Commander of the Iranian Border Guard Units General Hossein Zolfaqari underlined his forces’ capability to maintain security all over the country, and underlined that security has been fully established at Iran’s Eastern borders.

“Basically, the number of insecurities in Eastern Iran has come to zero and we have come close to relative stability in the Western parts of the country as well,” Zolfaqari said on Wednesday.

Earlier, a senior Iranian police commander had also underlined that the country’s forces are powerful enough to protect security alongside the Iranian borders and confront all kinds of foreign challenges.

“Iran has learned how to answer foreign interventions during the three decades of threats and its progressive police is ready to confront any outside challenge,” Iran’s Police Chief Esmayeel Ahmadi Moqaddam said, addressing police personnel in Southern province of Hormozgan earlier this month.

He added that Iran is amongst the most secure countries of the region.
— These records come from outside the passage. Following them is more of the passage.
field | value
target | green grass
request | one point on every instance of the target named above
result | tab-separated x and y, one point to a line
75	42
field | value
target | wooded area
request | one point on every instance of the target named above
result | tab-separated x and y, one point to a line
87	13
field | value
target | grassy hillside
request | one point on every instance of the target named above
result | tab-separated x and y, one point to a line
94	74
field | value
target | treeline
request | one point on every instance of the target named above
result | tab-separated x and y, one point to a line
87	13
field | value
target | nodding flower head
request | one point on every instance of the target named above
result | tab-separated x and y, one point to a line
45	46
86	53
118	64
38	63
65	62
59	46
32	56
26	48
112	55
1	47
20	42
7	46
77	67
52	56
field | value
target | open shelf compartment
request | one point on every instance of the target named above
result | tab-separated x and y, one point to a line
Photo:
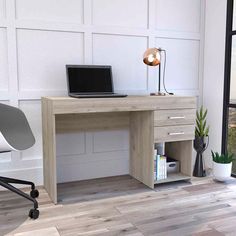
181	151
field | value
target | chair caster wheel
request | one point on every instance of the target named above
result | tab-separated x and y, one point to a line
34	193
34	214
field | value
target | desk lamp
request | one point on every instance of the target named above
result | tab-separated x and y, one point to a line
152	57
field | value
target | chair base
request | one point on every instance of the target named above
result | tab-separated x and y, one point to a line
6	183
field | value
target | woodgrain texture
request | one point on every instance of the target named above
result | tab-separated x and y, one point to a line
174	117
181	151
65	114
49	150
93	121
64	105
141	147
123	206
173	133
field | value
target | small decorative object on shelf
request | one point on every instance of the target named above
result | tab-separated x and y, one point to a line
201	141
222	165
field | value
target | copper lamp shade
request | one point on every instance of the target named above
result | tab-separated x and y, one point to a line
152	57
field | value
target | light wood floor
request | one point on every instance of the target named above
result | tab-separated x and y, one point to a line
123	206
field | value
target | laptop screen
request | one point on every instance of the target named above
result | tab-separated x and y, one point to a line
89	79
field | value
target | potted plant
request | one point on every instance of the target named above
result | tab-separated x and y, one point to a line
222	165
201	141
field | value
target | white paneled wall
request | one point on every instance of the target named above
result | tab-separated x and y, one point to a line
37	40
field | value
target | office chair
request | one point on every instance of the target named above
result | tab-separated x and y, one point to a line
16	135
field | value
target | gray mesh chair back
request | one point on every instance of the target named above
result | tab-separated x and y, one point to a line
15	128
16	135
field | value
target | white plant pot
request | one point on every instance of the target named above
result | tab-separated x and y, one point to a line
222	172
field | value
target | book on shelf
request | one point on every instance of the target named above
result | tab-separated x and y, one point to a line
160	167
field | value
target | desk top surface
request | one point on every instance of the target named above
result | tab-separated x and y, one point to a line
65	105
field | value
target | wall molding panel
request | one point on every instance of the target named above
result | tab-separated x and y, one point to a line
37	40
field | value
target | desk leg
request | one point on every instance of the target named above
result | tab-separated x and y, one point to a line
49	151
141	146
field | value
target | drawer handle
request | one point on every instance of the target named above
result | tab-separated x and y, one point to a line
176	133
176	117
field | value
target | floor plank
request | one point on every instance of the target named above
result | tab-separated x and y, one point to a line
123	206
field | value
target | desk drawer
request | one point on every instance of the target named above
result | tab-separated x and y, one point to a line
173	133
174	117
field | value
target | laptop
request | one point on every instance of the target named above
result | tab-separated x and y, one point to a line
90	81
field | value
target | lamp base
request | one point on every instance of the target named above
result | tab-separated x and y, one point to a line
158	94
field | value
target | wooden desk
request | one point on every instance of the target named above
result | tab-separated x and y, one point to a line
150	119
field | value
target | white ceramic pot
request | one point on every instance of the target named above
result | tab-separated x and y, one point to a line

He further announced that Iran will boost the security of its borders as part of Iran’s Fifth Five-Year Development Plan (2010-2015).

Iran shares open borders on the West with Iraq and Turkey, on the East with Afghanistan and Pakistan, on the South with the Persian Gulf littoral states and the Sea of Oman, on the North with Armenia and Azerbaijan and the Caspian Sea, and on the North East with Turkmenistan.

Iran, located at the crossroad of international drug smuggling from Afghanistan to Europe, has taken new security measures in its border provinces following several attacks by terrorists and drug traffickers at its Eastern and Western borders.

The Iranian police measures along the Eastern borders have forced drug-traffickers to resort to other routes, including the Sea of Oman and the Persian Gulf, for smuggling their drug cargos which originate in Afghanistan and Pakistan.

According to the statistical figures released by the UN, Iran ranks first among the world countries in preventing entry of drugs and decreasing demand for narcotics.

A majority of insecurities at Iran’s Eastern borders pertained to the operations conducted by the terrorist Jundollah group in recent years, but after Iran arrested a large number of its members and hanged its leaders, the US-backed group was dismantled.

In the most recent clashes, four members of the terrorist Jundollah group were killed by Iranian security forces in the country’s Southeastern Sistan and Balouchestan province.

The U.S-backed and financed Jundollah group has claimed responsibility for numerous terrorist attacks in Iran. The group has carried out mass murder, armed robbery, kidnapping, acts of sabotage and bombings. They have targeted civilians and government officials as well as all ranks of Iran’s military.

In one of the worst cases, the terrorist group killed 22 citizens and abducted 7 more in the Tasouki region on a road linking the southeastern city of Zahedan to another provincial town.

In 2007, U.S-backed and financed Jundollah kidnapped 30 people in the Sistan and Balouchestan province and took them to the neighboring Pakistan.

U.S-backed and financed Jundollah claimed responsibility the same year for an attack on an Islamic Revolution Guards Corps (IRGC) bus in which 11 IRGC personnel were killed.

In another crime in October 2009, the Pakistan-based terrorist Jundollah group claimed responsibility for a deadly attack in the Sistan and Balouchestan province which killed 42 people among them a group of senior military commanders, including Lieutenant Commander of the IRGC Ground Force Brigadier General Nourali Shoushtari.